Foto: DW/A. Purwaningsih
Memberi pemahaman seputar konflik semen
Pembuat film Dandhy Laksono menjelaskan tujuan dari kampanye komunitas Samin ke Jerman:"Tujuannya adalah agar film yang telah diterjemahkan ke dalam bahasa Jerman ini ditonton oleh warga Jerman, sehingga bisa memberikan tekanan sosial dan politik kepada pemerintah Jerman dan Indonesia, agar perusahaan induk Heidelbergcement berpikir ulang mengenai pendirian pabrik semen di Kendeng."
Foto: DW/A. Purwaningsih
Merusak tatanan sosial an lingkungan
Gunarti, petani Samin dari Jaringan Masyarakat Peduli Pegunungan Kendeng (JMPPK) yang ikut dalam perjalananpemutaran dan diskusi film Samin vs Semen di Jerman, memaparkan pendirian pabrik semen di pegunungan merusak tatanan sosial dan lingkungan di wilayah mereka berada.
Foto: DW/A. Purwaningsih
Terkatung-katung lagi
Adapun dalam pertemuan dengan para pemegang saham di HeidelbergCement, hasilnya kurang memuaskan bagi Yvonne Kurz dari Watch Indonesia yang mendampingi Dandhy dan Gunarti. Yvonne menceritakan, para pemegang saham sejauh ini belum dapat memutuskan apakah akan melanjutkan pembangunan pabrik semen di Pati atau tidak.
Foto: Marianne Klute
Indonesia kelebihan semen
Ada dua alasan yang disampaikan para pemegang saham kepada Yvonne, mengapa belum ada keputusan soal pabrik semen di Pati. Pertama, sudah ada sebuah pabrik semen yang berdiri di dekat Pati, yakni di Rembang yang didirikan oleh PT Semen Indonesia.
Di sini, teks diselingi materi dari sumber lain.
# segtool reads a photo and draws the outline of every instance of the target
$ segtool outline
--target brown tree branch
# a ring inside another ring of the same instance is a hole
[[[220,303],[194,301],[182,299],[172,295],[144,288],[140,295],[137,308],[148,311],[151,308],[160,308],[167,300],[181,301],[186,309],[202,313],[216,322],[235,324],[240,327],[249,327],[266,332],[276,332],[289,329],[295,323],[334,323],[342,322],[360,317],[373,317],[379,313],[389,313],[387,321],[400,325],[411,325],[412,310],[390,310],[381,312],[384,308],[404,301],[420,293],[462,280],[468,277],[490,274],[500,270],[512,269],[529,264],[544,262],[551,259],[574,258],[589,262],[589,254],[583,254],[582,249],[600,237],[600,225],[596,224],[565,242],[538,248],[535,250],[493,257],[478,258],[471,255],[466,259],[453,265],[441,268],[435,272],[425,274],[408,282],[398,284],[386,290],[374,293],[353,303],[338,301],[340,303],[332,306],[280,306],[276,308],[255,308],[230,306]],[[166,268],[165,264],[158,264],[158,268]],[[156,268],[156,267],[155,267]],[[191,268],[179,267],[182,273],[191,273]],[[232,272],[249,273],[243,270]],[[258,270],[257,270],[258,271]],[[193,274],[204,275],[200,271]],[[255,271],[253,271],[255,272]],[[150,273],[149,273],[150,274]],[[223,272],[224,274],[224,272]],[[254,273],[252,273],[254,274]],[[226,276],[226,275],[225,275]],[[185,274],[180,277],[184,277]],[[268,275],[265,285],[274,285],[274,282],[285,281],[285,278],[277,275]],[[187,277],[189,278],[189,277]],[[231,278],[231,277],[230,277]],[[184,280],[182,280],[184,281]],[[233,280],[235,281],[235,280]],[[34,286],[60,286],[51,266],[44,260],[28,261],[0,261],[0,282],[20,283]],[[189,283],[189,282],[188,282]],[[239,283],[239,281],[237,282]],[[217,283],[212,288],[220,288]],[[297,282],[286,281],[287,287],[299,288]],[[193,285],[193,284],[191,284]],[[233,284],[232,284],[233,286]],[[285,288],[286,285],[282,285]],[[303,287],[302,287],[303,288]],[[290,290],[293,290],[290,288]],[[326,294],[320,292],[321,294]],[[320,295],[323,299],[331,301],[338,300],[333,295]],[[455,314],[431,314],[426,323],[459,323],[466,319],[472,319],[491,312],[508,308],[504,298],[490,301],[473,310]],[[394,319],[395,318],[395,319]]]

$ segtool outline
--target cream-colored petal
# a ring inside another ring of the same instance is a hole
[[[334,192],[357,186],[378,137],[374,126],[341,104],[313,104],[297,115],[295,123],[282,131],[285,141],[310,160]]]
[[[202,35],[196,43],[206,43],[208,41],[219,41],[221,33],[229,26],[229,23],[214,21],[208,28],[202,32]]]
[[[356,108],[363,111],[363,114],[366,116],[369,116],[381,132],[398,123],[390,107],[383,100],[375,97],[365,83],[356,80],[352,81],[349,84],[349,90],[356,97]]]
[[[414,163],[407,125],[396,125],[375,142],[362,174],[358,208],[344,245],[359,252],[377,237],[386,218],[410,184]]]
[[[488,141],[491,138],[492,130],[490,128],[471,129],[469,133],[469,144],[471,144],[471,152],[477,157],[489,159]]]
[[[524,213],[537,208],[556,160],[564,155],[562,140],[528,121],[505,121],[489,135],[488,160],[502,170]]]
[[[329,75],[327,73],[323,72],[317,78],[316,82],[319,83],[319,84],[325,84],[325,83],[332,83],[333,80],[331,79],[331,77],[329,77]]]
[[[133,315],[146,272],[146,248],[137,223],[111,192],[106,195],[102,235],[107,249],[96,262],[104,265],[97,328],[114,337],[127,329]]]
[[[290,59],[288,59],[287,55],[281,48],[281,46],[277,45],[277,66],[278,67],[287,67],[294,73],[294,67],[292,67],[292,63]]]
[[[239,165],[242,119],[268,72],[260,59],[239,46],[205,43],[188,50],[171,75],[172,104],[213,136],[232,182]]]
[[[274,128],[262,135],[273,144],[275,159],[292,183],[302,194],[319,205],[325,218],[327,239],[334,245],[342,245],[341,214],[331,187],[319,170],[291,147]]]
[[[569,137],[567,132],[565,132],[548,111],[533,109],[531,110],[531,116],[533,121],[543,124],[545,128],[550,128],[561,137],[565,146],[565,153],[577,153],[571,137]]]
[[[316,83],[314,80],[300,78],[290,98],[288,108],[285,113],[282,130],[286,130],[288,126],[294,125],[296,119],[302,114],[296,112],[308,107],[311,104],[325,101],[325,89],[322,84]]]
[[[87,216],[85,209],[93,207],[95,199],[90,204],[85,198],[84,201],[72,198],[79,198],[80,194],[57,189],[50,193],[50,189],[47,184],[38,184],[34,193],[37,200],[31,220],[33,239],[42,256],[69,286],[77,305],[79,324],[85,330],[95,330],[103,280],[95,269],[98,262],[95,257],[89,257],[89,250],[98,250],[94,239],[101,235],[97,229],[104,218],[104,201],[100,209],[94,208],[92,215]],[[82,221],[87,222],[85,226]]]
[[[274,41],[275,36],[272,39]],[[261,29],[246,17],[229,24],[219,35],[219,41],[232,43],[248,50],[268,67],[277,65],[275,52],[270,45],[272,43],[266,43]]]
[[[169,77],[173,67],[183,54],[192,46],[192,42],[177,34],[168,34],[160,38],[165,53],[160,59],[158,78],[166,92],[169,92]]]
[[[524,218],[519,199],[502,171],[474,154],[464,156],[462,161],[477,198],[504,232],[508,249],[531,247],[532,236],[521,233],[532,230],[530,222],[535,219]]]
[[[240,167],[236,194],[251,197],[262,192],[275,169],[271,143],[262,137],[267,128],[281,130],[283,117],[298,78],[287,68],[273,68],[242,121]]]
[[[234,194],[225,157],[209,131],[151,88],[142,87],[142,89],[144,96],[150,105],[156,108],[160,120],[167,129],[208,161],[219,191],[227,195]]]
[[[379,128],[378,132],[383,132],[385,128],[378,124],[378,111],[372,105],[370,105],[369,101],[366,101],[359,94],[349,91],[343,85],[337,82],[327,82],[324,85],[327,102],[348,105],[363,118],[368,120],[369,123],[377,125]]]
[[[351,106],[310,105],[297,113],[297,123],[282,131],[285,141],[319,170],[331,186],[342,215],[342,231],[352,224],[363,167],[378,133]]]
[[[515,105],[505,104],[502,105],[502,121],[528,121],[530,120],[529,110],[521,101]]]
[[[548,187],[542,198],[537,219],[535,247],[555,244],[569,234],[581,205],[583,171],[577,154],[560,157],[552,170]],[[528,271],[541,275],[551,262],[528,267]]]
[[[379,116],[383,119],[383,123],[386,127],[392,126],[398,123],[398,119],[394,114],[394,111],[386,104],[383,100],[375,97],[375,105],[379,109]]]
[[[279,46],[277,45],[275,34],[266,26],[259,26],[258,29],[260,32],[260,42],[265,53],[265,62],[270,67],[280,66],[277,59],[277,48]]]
Kedua, menurut Yvonne, pemegang saham sendiri mengakui sudah ada kelebihan produksi semen di Indonesia. (Ed:ap/yf/foto:B.Dengen/M.Klutte)
Foto: Basilisa Dengen
9 foto1 | 9
*Ralat: Dalam versi sebelumnya dituliskan Presiden "Joko Widodo ikut meresmikan" pabrik semen di Rembang. Tulisan di atas sedianya merujuk pada rencana dan undangan terhadap presiden untuk menghadiri peresmian. Dalam kenyataannya presiden hingga kini belum menyanggupi permintaan untuk menghadiri peresmian.